The following is an excerpt from an NAEYC online author Q&A event with Karen Nemeth on the topic "Strategies for Supporting Dual Language Learners in the New School Year". The Q&A took place September 12-16, 2011. To view more highlights from 2011 online Q&As, click here.
My Spanish-speaking first graders are often reluctant to share with the class how they would say a phrase in their native language. Should I refrain from asking them to "teach" the rest of the class some of their language?
One thing to remember is children learning a second language have a lot more to worry about than when they were babies learning their first language. For first graders, the language learning process is complicated by a number of factors such as the child's previous experiences, temperament, social confidence, attitudes about language, and the way he or she is treated by peers and adults.
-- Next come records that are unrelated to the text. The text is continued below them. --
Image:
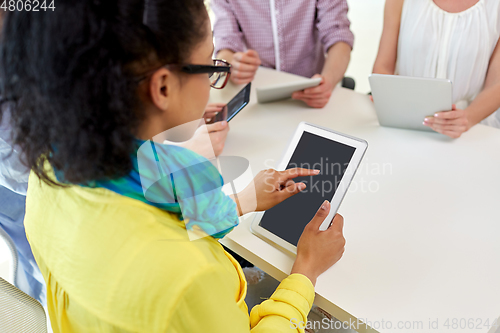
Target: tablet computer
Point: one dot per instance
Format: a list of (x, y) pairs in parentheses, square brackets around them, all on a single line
[(337, 156), (404, 102), (234, 106), (284, 90)]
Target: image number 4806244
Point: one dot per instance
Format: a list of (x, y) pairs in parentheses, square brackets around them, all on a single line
[(27, 5)]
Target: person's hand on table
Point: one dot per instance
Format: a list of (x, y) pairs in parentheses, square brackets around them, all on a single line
[(319, 250), (316, 97), (244, 66), (451, 123), (270, 187)]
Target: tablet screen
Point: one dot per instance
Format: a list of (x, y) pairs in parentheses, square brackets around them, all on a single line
[(288, 219), (235, 105)]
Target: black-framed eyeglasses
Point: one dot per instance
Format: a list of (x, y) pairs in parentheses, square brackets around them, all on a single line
[(218, 73)]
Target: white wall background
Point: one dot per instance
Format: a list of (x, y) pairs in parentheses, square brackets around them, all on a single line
[(366, 23)]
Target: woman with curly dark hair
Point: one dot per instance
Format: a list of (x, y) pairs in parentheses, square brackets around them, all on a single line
[(110, 213)]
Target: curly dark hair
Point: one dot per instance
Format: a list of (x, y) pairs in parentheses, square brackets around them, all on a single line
[(71, 77)]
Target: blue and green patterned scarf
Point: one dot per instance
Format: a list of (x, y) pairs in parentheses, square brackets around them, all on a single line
[(180, 181)]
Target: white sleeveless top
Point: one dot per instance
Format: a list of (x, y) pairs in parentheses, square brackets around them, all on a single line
[(456, 46)]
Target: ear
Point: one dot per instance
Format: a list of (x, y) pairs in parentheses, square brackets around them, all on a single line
[(160, 88)]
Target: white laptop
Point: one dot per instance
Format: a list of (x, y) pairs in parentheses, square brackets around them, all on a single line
[(404, 102)]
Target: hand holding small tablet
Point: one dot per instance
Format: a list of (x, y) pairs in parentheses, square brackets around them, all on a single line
[(338, 157)]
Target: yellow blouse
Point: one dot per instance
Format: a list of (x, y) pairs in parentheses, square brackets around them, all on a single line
[(115, 264)]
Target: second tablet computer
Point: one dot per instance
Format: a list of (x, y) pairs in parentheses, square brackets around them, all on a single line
[(235, 105), (337, 156)]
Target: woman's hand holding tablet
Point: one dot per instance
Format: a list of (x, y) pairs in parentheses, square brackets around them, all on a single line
[(329, 243), (338, 157)]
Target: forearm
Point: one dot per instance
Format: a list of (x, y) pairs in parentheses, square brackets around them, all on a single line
[(336, 63), (243, 203), (226, 54), (487, 102)]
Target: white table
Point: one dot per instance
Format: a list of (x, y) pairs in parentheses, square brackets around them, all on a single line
[(422, 218)]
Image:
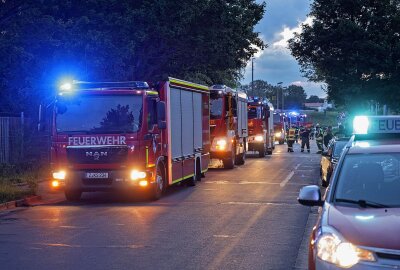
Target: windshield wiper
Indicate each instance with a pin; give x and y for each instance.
(363, 203)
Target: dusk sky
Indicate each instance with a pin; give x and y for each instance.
(275, 64)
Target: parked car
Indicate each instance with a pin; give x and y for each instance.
(330, 158)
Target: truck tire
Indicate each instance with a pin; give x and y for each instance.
(73, 195)
(229, 162)
(158, 189)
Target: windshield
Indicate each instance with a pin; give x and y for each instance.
(216, 108)
(339, 145)
(99, 114)
(372, 178)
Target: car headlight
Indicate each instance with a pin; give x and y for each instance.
(135, 175)
(332, 249)
(259, 138)
(59, 175)
(221, 144)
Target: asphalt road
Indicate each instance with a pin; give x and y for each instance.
(245, 218)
You are seeing this complexity playing out in your classroom.
The most effective strategies for including children who are dual language learners depend on getting to know each child as an individual and developing techniques that will work best with each child. If you have a child who doesn't like to be singled out, focus more on having individual interactions with him. Many children don't like to be called on to talk in front of the group. That may or may not be due to their feelings about showing off their language abilities. Some other ways to honor the language abilities of children in your class might be to introduce bilingual books and games, watch videos and read about life in different countries where Spanish is spoken, or invite volunteers who speak Spanish to come to your classroom.
You might work together with all of the children to learn useful communication words in Spanish so the children can talk to each other. We do see—at an alarming rate—young children who are leaving their home language behind or becoming ashamed of their first language. I applaud you for looking for new ways to help your students continue to feel good about their bilingual abilities.